Why Bangladesh Cricket Board should sack Shakib Al Hasan as skipper of T20 side
A captain or a coach getting upset at an umpiring decision is not new in cricket, or sports in general, but I can’t remember too many instances of a captain calling his players off because of his disagreement with the umpire’s decision.
There has been one instance when Sunil Gavaskar tried to take his opening partner Chetan Chauhan off in protest after wrongly being adjudged out by the umpire at MCG against Australia, but Gavaskar since then has, time and again, clarified that his protest was not because of the wrong decision of the umpire, but because somebody from the Australian camp abused him when he was returning towards the pavilion.
But what Shakib Al Hasan did yesterday in the 6th match of the Nidahas Trophy against Sri Lanka was not a reaction to being triggered by the opposition. It was purely a protest against the umpires and the match officials and it was outrageous to say the least.
First of all, I would like to make it clear that in my eyes it was a wrong call by the umpires. The 2nd and the 3rd deliveries of the 20th over of Bangladesh's innings was over the shoulder height of the batsman and, ideally, the 3rd delivery should have been called a no-ball. It was completely normal for Shakib to lose his cool at that as the match was delicately poised at that stage and one wrong call there could have changed the course of the match.
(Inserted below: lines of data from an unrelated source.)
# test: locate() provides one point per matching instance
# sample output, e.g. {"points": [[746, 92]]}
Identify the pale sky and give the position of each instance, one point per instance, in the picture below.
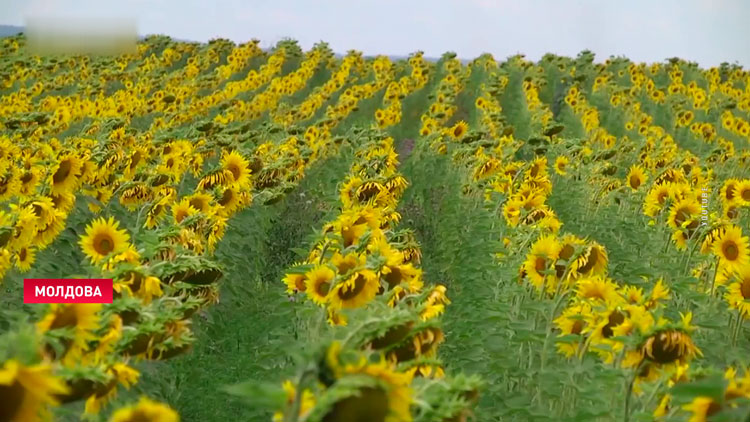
{"points": [[706, 31]]}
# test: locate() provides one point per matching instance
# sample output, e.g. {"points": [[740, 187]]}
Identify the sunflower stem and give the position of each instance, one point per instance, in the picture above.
{"points": [[294, 415], [629, 393]]}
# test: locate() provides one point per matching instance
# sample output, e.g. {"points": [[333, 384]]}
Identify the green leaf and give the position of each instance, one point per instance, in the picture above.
{"points": [[712, 387]]}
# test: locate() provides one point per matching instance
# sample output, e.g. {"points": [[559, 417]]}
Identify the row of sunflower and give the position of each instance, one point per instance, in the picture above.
{"points": [[391, 112], [678, 198], [163, 275], [615, 321], [378, 360]]}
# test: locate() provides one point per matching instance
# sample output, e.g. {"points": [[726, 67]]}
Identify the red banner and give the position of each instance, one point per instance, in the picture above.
{"points": [[67, 290]]}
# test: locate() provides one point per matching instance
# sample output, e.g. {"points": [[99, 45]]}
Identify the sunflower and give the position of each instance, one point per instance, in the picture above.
{"points": [[25, 258], [728, 189], [182, 210], [683, 214], [572, 321], [229, 201], [119, 373], [542, 257], [636, 177], [670, 345], [295, 282], [458, 130], [64, 175], [47, 235], [26, 391], [10, 185], [561, 165], [29, 181], [742, 192], [356, 291], [383, 394], [592, 262], [732, 248], [103, 238], [738, 292], [81, 318], [318, 284], [306, 405], [146, 411], [702, 408], [597, 289], [656, 199], [238, 166], [157, 211]]}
Even the fact that the Bangladesh captain got involved in an animated discussion with the 4th umpire and tried to put his point across in a rather aggressive fashion was understandable given the situation of the game, but it was totally shocking when he gestured towards his players to leave the ground. He didn’t do it just once in which case he could have been given the benefit of the doubt. He actually repeated it 4 or 5 times and if it was a Yes-man out there in the centre who had responded to his call, it would have been turned out to be an absolute embarrassment for all the stakeholders concerned including Bangladesh themselves.
What was good from Bangladesh’s point of view was that a cool, calm and collected individual like Mahmudullah was present on the ground and he did not respond to the captain’s call. Not only did he turn his own back on him, he told Rubel Hossain, his partner at the crease, not to go off in what was a rare display of sanity during those few minutes of chaos. Mahmudullah then went on to score 12 runs off the next 3 balls to actually win the game for Bangladesh with one of the most extraordinary finishes in T20 cricket.
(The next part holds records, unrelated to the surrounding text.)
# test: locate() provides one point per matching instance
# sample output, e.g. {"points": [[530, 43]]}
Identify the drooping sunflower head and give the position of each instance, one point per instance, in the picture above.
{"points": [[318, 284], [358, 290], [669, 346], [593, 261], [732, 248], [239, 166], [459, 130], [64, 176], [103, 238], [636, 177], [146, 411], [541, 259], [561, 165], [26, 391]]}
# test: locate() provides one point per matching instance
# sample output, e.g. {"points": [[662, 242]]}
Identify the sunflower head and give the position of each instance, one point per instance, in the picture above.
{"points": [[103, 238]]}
While it all ended well for Bangladesh, the Bangladesh Cricket Board (BCB) must not sweep it under the carpet. They must introspect and ask themselves if Shakib is the right man to lead their team in the future.
However great a player Shakib might be, for him to have such instincts is dangerous, especially when he is in charge of the team. A leader can’t be a quitter and Shakib was clearly quitting there. He, in his mind, must have been sure that his team had no chance of winning the game, otherwise, he would never have tried to call them off even if that umpiring decision didn’t go his way.
For a leader to first not back his team, not back the specialist batsman out there to get the job done, and then almost dictate his decision of quitting to the team, raises serious question marks over his leadership style. A man with this level of patience should not be allowed to lead an international sports side in a fiercely competitive environment at all.
By sacking Shakib straightaway, Bangladesh will not only be making the right call, as someone like Mahmudullah is surely more capable of captaining the side given his calm demeanour and ability to read the game, but Bangladesh will also set an example to the rest of the cricketing world as to how much they respect the game and to what extent they can go to punish even their own players if they bring the game into disrepute.